In Maven [https://maven.apache.org/] use CnosBD Sink [https://docs.cnosdb.com/zh/latest/reference/connector/flink-connector-cnosdb.html] package：

<dependency>
    <groupId>com.cnosdb</groupId>
    <artifactId>flink-connector-cnosdb</artifactId>
    <version>1.0</version>
</dependency>

Complie the App：

public class WriteToCnosDBJob {
    public static void main(String[] args) throws Exception {
        StreamExecutionEnvironment env = StreamExecutionEnvironment.getExecutionEnvironment();


        Properties props = new Properties();
        props.setProperty("bootstrap.servers", "kafka-broker1:9092,kafka-broker2:9092");
        props.setProperty("group.id", "sensor-data-consumer-group");


        DataStream<String> sensorData = env.addSource(new FlinkKafkaConsumer<>("sensor-data-topic", new SimpleStringSchema(), props));


        DataStream<ProcessedData> processedData = sensorData
            .map((MapFunction<String, ProcessedData>) json -> parseJson(json)) // Parse JSON data
            .keyBy(ProcessedData::getDeviceId)
            .window(TumblingEventTimeWindows.of(Time.seconds(10))) // sliding window of 10-second 
            .apply(new SensorDataProcessor()); // Self define the processing logic


        DataStream<CnosDBPoint> cnosDBDataStream = processedData.map(
                new RichMapFunction<ProcessedData, CnosDBPoint>() {
                    @Override
                    public CnosDBPoint map(String s) throws Exception {
                        return new CnosDBPoint("sensor_metric")
                                .time(value.getTimestamp().toEpochMilli(), TimeUnit.MILLISECONDS)
                                .tag("device_id", value.getDeviceId())
                                .field("average_temperature", value.getAverageTemperature())
                                .field("max_humidity", value.getMaxHumidity());
                    }
                }
        );


        CnosDBConfig cnosDBConfig = CnosDBConfig.builder()
                .url("http://localhost:8902")
                .database("db_flink_test")
                .username("root")
                .password("")
                .build();


        cnosDBDataStream.addSink(new CnosDBSink(cnosDBConfig));
        env.execute("WriteToCnosDBJob");
    }
}

Run and see the result：

db_flink_test ❯ select * from sensor_metric limit 10;
+---------------------+---------------+---------------------+--------------+
| time                | device_id     | average_temperature | max_humidity |
+---------------------+---------------+---------------------+--------------+
| 2023-01-14T17:00:00 | OceanSensor1  | 23.5                | 79.0         |
| 2023-01-14T17:05:00 | OceanSensor2  | 21.8                | 68.0         |
| 2023-01-14T17:10:00 | OceanSensor1  | 25.2                | 75.0         |
| 2023-01-14T17:15:00 | OceanSensor3  | 24.1                | 82.0         |
| 2023-01-14T17:20:00 | OceanSensor2  | 22.7                | 71.0         |
| 2023-01-14T17:25:00 | OceanSensor1  | 24.8                | 78.0         |
| 2023-01-14T17:30:00 | OceanSensor3  | 23.6                | 80.0         |
| 2023-01-14T17:35:00 | OceanSensor4  | 22.3                | 67.0         |
| 2023-01-14T17:40:00 | OceanSensor2  | 25.9                | 76.0         |
| 2023-01-14T17:45:00 | OceanSensor4  | 23.4                | 70.0         |
+---------------------+---------------+---------------------+--------------+

Summary

By combining Flink, Kafka, and CnosDB, you can build a robust real-time data processing pipeline, spanning from data collection to real-time processing and ultimately data storage and visualization.
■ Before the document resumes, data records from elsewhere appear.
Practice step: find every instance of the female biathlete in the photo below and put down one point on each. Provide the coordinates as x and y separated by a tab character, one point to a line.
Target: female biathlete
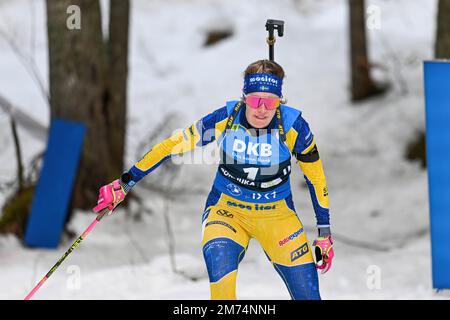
251	194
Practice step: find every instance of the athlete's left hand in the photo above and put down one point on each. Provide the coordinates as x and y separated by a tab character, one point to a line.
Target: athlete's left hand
323	249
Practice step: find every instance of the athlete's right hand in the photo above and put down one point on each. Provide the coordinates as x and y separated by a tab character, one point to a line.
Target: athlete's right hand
110	196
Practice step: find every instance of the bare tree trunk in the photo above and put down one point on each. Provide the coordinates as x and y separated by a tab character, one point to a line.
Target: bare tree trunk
442	46
362	85
118	72
88	84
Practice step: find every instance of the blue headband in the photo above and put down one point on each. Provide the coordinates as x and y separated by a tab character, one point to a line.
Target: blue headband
263	82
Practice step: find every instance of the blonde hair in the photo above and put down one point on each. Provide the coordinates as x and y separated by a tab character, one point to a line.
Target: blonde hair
266	66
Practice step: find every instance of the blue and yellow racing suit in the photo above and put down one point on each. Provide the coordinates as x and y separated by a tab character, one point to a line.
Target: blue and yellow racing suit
251	195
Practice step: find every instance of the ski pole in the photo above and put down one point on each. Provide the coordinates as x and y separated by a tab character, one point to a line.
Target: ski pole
74	245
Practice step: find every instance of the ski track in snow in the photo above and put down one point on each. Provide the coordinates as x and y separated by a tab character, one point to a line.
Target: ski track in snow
379	202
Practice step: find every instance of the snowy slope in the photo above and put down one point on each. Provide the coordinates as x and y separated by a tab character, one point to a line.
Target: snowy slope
379	202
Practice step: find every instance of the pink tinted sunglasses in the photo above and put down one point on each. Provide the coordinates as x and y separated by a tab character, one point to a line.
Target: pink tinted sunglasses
255	101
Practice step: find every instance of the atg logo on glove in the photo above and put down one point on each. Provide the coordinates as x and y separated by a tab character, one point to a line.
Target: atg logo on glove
299	252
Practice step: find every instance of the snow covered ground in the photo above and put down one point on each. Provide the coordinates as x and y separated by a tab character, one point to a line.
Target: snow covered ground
379	202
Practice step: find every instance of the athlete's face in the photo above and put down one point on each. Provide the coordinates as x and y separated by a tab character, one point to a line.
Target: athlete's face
261	117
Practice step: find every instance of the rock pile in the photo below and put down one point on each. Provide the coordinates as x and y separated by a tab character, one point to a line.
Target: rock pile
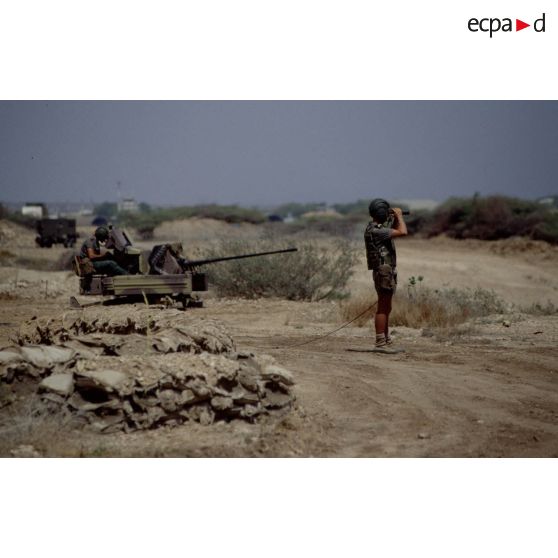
140	368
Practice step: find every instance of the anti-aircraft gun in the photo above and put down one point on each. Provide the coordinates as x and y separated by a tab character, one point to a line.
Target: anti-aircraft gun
163	273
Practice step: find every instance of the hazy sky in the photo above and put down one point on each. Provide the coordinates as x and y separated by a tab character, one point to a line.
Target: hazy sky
265	153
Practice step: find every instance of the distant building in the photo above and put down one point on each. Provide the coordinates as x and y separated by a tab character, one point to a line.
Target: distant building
129	205
35	210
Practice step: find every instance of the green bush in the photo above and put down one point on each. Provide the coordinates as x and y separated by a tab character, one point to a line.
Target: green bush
312	273
419	306
493	218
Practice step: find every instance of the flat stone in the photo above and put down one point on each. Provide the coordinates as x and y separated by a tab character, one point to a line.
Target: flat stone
25	451
277	399
169	400
7	357
221	403
45	356
277	374
61	384
110	380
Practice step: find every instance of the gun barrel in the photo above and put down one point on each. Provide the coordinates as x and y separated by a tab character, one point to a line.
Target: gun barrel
195	263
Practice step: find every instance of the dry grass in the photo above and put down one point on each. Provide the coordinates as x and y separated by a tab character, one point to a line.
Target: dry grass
417	306
31	423
315	272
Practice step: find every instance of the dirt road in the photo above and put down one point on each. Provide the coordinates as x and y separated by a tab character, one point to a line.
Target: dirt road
482	389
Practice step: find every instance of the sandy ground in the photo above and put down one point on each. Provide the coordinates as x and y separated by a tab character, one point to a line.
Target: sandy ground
482	389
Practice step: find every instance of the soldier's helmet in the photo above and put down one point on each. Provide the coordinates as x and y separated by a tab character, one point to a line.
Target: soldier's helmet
101	234
379	210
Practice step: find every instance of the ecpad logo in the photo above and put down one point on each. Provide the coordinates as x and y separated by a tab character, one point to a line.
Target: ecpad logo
493	25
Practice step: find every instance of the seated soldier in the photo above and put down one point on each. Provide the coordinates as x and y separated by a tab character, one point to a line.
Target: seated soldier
101	259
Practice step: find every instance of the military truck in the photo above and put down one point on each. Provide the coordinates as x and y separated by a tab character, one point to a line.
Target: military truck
56	231
163	273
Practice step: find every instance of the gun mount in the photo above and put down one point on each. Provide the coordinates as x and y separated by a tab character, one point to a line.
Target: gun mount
164	273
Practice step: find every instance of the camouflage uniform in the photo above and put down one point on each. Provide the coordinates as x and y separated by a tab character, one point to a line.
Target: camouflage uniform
104	266
381	257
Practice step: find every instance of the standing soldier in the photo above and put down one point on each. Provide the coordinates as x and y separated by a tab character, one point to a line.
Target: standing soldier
387	223
98	256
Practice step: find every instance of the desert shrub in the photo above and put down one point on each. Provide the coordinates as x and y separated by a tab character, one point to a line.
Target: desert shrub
312	273
493	218
416	305
538	309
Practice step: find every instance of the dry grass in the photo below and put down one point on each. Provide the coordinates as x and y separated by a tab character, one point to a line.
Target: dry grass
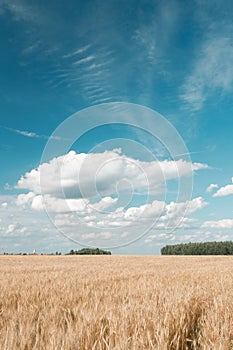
116	302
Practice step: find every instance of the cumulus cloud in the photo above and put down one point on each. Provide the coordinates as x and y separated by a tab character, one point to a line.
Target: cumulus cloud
224	191
90	175
221	224
211	187
164	215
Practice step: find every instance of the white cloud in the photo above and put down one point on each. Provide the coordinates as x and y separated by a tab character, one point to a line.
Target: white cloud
105	203
211	187
31	134
90	175
212	70
224	191
221	224
23	199
164	215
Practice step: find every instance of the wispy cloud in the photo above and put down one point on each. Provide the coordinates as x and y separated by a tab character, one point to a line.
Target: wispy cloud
31	134
79	51
212	71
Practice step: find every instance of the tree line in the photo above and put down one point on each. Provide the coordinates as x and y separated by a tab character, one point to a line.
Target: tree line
89	251
203	248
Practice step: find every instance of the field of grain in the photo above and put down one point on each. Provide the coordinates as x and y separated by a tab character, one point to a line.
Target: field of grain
116	302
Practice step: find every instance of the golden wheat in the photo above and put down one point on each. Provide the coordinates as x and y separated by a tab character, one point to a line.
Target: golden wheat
116	302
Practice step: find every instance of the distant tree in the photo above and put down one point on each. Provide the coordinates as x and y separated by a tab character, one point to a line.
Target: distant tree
89	251
202	248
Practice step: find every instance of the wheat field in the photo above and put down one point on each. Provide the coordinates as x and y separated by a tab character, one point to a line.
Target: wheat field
116	302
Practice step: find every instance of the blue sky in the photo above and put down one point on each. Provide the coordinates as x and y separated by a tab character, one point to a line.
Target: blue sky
59	58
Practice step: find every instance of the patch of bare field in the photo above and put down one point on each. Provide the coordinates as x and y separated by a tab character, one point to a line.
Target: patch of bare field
116	302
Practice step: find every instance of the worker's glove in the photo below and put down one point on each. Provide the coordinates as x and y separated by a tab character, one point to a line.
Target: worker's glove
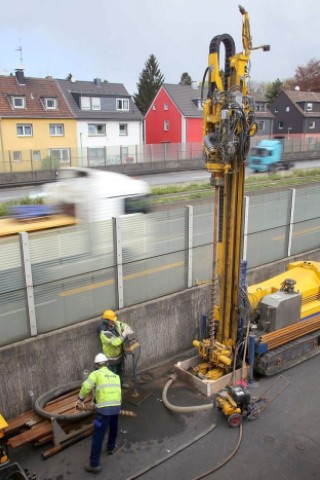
80	404
108	334
128	330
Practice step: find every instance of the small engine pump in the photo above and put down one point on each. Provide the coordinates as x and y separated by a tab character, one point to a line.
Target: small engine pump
235	403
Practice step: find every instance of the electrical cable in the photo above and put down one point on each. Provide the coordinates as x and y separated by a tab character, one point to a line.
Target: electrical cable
184	446
232	454
172	454
178	409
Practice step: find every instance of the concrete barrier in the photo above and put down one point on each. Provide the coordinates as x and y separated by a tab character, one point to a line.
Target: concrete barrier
165	327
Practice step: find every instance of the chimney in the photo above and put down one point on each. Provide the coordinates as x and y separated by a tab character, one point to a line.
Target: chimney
20	76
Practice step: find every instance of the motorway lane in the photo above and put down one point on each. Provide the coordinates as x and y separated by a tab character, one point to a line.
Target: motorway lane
168	178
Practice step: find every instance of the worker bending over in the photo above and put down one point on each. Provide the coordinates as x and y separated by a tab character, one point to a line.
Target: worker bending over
112	334
107	391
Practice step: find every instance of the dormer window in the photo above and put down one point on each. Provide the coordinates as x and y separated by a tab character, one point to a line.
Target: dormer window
90	103
122	104
50	103
19	102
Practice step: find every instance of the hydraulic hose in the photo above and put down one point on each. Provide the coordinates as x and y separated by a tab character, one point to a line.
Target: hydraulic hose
232	454
178	409
54	393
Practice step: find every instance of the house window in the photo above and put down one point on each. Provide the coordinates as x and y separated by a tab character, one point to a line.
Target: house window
97	129
96	156
36	155
85	103
95	103
17	157
24	130
61	154
50	103
124	153
56	129
90	103
122	104
18	102
123	129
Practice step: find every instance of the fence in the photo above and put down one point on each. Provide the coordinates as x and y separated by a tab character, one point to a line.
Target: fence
108	156
55	278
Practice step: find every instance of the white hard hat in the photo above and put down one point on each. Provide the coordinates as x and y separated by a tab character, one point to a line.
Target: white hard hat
100	358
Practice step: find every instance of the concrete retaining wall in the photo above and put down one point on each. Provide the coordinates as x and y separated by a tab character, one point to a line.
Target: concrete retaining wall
165	327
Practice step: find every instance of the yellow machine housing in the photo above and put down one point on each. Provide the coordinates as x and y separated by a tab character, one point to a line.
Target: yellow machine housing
3	444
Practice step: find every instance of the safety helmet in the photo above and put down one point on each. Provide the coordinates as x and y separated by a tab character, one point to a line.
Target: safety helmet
109	315
100	358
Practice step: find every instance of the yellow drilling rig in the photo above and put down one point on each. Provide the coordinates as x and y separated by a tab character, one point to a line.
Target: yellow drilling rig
276	324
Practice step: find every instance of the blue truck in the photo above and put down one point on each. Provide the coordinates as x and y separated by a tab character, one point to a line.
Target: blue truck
266	156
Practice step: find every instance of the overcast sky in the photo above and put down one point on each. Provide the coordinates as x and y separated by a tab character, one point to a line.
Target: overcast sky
112	39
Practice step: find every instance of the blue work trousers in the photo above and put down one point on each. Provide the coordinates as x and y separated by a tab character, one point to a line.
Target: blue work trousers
100	427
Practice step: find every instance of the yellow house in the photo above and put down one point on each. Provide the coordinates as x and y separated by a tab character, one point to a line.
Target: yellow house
37	128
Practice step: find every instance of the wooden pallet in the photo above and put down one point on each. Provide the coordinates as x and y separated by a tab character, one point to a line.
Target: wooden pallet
30	427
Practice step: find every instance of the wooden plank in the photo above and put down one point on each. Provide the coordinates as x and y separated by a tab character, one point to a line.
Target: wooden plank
10	226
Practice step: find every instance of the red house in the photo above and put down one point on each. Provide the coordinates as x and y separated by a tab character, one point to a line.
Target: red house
175	115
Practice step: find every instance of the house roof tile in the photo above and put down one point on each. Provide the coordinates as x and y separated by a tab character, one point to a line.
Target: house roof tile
298	97
34	90
99	89
183	96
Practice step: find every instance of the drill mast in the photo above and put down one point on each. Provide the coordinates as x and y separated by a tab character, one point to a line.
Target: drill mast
227	128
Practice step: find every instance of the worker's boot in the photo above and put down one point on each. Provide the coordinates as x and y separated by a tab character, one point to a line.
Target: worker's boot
88	468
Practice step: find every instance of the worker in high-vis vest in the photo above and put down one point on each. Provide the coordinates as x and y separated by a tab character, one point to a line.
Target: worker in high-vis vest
112	335
107	397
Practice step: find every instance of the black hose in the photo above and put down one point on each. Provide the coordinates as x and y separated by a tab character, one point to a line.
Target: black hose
178	450
54	393
232	454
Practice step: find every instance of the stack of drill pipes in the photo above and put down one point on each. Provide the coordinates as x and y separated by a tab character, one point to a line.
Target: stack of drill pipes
292	332
310	298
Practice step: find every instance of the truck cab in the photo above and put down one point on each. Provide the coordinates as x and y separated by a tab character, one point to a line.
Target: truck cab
267	157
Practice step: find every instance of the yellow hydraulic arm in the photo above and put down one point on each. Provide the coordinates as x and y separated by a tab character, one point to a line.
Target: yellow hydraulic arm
228	113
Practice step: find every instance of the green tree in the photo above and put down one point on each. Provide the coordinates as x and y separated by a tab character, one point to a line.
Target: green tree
185	79
150	81
273	90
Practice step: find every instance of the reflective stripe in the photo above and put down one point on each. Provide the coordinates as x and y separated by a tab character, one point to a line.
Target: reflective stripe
88	380
107	385
108	404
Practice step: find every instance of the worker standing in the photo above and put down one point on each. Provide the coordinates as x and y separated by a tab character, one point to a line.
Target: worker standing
107	391
112	334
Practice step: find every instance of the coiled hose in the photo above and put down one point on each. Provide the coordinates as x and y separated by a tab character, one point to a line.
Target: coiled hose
54	393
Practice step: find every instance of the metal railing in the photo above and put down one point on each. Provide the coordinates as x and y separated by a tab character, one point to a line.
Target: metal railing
13	161
59	277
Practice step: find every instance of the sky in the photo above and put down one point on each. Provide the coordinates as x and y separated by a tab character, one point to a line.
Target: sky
112	40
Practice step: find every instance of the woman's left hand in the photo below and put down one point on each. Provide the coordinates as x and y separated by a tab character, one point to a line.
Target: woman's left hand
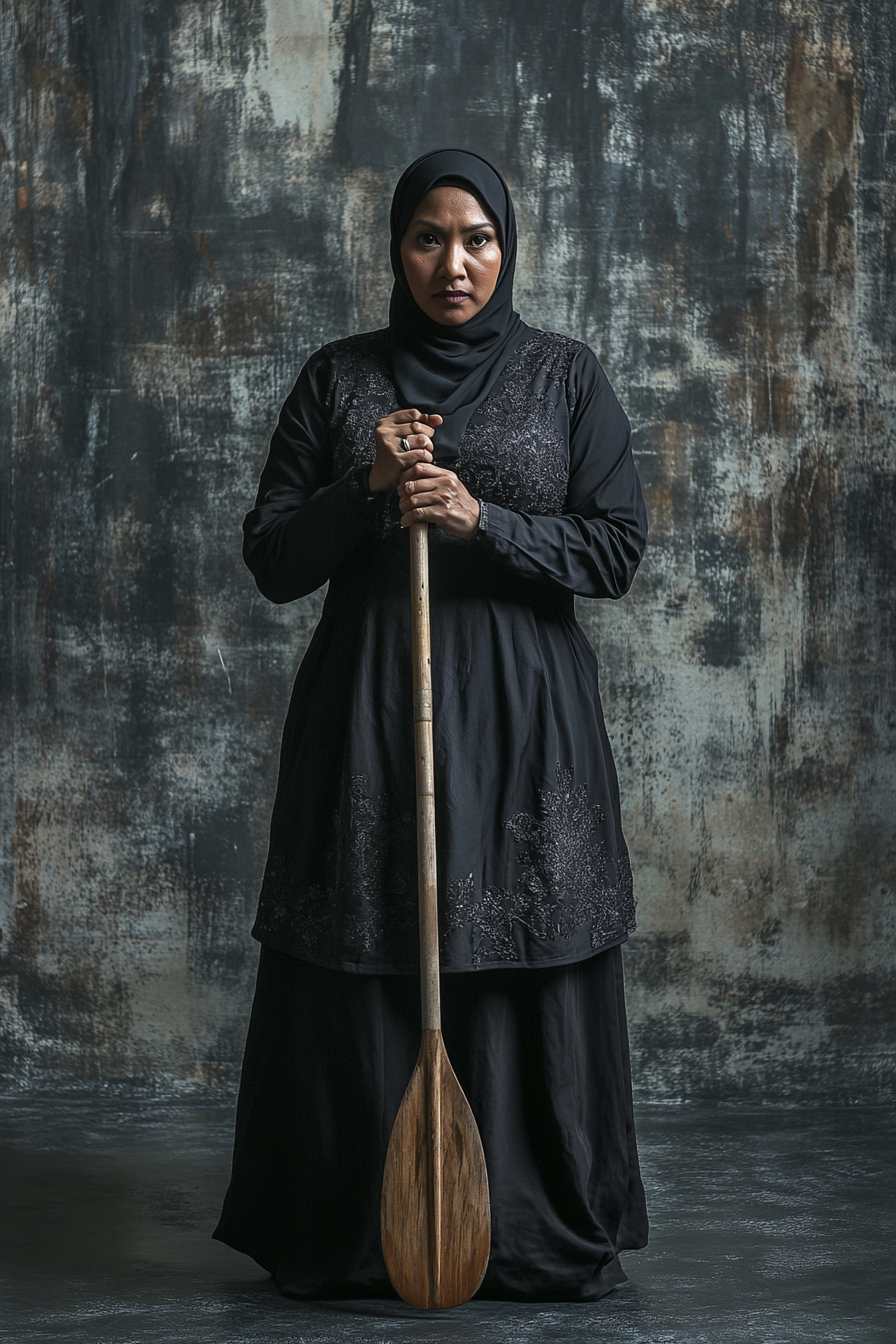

Each step involves specific configuration and code implementation, ensuring your familiarity with the features and operations of each tool. This architecture is suitable for various real-time data applications such as IoT monitoring, real-time reporting, and dashboards. Depending on your needs and context, adjust configurations and code to create a real-time data processing solution tailored to your business.